Chapter 13: It's Here for Me
Chapter 13: It's Here for Me
The drive back to campus was a long, silent scream. They left Uncle Mark standing amidst the ash, a man dwarfed by the catastrophic scale of his mistake. They left the single-wide trailer, a tiny, flickering beacon of madness where an old man sat clutching a can of beans, waiting for the end he had cultivated for fifty years. The SUV ate up the miles of dark highway, but the silence inside was heavier and more suffocating than any grave.
Leo stared out the passenger window, but he didn't see the fleeting lights of passing towns or the dark, looming shapes of the trees. He saw his own reflection, a pale, haunted mask superimposed over the rushing darkness. It knows the blood. His grandfather’s words were a death sentence. He looked down at the crescent-shaped scar on his palm, the forgotten childhood wound that was, in fact, a brand. A mark of ownership. A promise of a future meal. All this time, he’d been running from a past he didn’t understand, only to discover he was carrying the homing beacon for its greatest horror within his own veins.
James drove with a grim, focused intensity, his hands clamped on the steering wheel. He didn’t offer false reassurances or formulate half-baked plans. He knew, just as Leo knew, that they were no longer fleeing from a threat. They were driving headlong into a confrontation they could not win. They were returning to the nest.
They parked in the near-empty student lot, the familiar orange glow of the campus streetlights feeling alien and mocking. The world of midterms, parties, and deadlines was a flimsy facade they could no longer believe in. As soon as they stepped out of the car, they knew.
The smell.
It was no longer a phantom, a trick of the memory. It was a physical assault. A thick, cloying miasma of rot and the sickly-sweet scent of old beans hung in the air of their entire floor. It poured from beneath their door, a foul, invisible fog that made their eyes water and their stomachs churn. Students walking down the hall wrinkled their noses, muttering about backed-up plumbing or something dead in the vents, oblivious to the fact that they were walking past the threshold of a charnel house.

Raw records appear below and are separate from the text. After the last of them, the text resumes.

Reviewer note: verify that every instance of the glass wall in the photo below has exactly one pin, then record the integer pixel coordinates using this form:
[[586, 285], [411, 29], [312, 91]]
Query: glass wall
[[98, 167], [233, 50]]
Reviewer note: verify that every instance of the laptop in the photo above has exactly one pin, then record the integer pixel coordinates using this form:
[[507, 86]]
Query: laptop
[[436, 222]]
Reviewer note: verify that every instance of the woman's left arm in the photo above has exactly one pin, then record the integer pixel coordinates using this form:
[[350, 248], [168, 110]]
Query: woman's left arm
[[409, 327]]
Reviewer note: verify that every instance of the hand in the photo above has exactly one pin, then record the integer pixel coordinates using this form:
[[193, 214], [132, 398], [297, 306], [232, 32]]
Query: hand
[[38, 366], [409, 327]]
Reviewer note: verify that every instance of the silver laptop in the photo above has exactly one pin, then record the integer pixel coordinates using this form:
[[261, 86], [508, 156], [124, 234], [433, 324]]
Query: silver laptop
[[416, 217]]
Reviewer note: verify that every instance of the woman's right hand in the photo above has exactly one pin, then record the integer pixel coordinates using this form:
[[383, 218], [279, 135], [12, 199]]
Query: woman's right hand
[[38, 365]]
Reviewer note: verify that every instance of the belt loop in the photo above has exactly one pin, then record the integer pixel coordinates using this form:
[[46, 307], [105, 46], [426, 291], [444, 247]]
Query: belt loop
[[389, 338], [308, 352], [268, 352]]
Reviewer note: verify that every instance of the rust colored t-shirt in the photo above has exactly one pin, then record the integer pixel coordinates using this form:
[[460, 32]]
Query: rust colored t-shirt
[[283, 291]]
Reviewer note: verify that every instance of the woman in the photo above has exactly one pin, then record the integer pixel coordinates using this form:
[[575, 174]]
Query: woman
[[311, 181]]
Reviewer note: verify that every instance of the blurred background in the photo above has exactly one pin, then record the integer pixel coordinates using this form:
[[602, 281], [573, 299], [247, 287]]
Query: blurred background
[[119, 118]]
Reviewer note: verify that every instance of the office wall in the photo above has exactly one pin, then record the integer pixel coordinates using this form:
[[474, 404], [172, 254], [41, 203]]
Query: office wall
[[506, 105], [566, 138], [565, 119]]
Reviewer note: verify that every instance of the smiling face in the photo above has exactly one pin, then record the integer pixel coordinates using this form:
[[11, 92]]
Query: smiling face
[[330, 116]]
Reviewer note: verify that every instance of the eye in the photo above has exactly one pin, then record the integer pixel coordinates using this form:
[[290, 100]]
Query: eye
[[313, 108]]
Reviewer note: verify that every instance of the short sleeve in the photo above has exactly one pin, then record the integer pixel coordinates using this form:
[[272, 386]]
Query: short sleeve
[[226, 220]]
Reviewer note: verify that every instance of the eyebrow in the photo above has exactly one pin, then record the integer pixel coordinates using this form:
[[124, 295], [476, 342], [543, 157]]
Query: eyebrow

Leo’s hand trembled as he slid the key into the lock. He hesitated, a cold, primal instinct screaming at him not to open the door.
James gently pushed him aside and turned the key himself. “Together,” he said, his voice a low rumble.
They pushed the door open. The room was dark, but the stench that rolled out was a tangible entity. It was the smell of a damp cellar, of spoiled meat, of rust and time and a sorrow so profound it had become putrescent. James flicked on the light switch, and the scene that greeted them was one of quiet, creeping violation. Nothing was overtly disturbed, yet everything felt wrong. A thin layer of dust, coarser than normal, coated every surface. A small, dead beetle lay on its back on Leo’s sketchbook. The air was cold, dead, and utterly owned by the thing that now lived within the walls.
Without a word, they began to move. There was no discussion of a plan; their shared terror created a frantic, unspoken synergy. James, his athletic frame coiled with desperate energy, shoved his heavy oak desk against the door, the wood groaning in protest. Leo grabbed his own desk chair and wedged it under the doorknob. They piled textbooks, James’s mini-fridge, anything with weight and substance against the door, creating a crude, pathetic barricade. It was the last stand of two cornered animals.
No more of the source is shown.